Just this month, March 2018, at least 3 people have found themselves sentenced to jail for SBS:

  • On March 1, Montana resident Austin Blair Johnson, 27, received a 15-year sentence for shaking his 5-year-old son.  Presumably, Johnson received only 15 years, not the 20-year sentence called for by the prosecutors, because he plead guilty.  Johnson sobbed during the sentencing.

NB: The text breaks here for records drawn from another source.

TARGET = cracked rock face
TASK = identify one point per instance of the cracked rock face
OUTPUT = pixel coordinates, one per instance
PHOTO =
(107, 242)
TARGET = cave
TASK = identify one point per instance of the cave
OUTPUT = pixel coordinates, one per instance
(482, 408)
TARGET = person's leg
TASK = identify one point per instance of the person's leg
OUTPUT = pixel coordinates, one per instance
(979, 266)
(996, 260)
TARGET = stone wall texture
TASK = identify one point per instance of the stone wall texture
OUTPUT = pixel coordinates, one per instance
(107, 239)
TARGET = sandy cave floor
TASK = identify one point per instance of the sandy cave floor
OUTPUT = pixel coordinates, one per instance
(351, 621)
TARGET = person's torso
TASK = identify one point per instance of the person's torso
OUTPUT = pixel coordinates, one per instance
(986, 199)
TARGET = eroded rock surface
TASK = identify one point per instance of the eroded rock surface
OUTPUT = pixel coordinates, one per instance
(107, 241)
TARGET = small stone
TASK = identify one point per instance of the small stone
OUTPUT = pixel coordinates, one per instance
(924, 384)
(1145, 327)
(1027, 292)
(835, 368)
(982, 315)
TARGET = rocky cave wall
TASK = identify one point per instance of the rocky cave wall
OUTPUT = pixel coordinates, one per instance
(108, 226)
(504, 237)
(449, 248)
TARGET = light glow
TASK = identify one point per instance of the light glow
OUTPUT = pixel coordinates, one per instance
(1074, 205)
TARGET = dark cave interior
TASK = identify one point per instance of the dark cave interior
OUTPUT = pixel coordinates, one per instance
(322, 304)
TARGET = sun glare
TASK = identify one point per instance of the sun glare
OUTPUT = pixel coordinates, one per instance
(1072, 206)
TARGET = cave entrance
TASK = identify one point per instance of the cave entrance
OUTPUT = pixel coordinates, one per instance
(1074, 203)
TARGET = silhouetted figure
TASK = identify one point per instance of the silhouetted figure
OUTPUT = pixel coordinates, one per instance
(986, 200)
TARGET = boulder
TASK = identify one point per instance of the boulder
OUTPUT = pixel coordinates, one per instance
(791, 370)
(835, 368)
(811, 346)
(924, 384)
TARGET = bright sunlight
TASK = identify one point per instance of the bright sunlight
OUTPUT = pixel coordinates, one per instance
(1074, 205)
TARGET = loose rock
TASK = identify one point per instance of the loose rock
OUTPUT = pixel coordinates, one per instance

However, remorse, for his actions or for the result, doesn’t change that 15 years seems like nothing for someone who gave his son a life sentence.
  • Just this past week, 30-year-old Delavon Domique Johnson was sent to jail for 30 years for inflicting such severe brain injury in his 3-month-old daughter that it caused intracranial hemorrhaging.
  • In Oregon, January Neatherlin was sentenced on March 9 to over 20 years for child abuse.  Though this abuse mostly involved drugging the children and abandoning her daycare facility while children were present, which is in no way better than physical abuse, “One family said their daughter suffered a brain injury, consistent with shaken baby syndrome, while in Neatherlin’s care.”

In 2001, the US government issued a statement, co-signed by Canada, on Shaken Baby Syndrome.  Nearly 20 years later, the statement’s recommendations are just as relevant and important: data collection and surveillance, further research (general knowledge, psychosocial and long-term), prevention, care and treatment, further education (primarily for child protection personnel, police, medical examiners and coroners, prosecutors, lawyers and judges), community response (including services and support) and professional training.  The CDC also notes the need for prevention, providing PDFs on prevention.

In 2014, however, the Washington Post cited a study that questions these almost universal beliefs: “most humans aren’t capable of shaking an infant hard enough to produce the symptoms in SBS.”  (Presumably, this means that SBS must often be accompanied by a secondary injury, such as the head also hitting the floor.)  New scientific research doesn’t prove that SBS is not the cause, just that it may not be in some cases.  Though diagnosing a child’s brain injury as caused by SBS may be a knee-jerk reaction, obvious isn’t always true or correct.  Hopefully, with continued education for both the parents/caregivers and members of the justice system, it will become a less common and a less possible culprit.  More so, hopefully fewer parents will find shaking a legitimate means of punishment.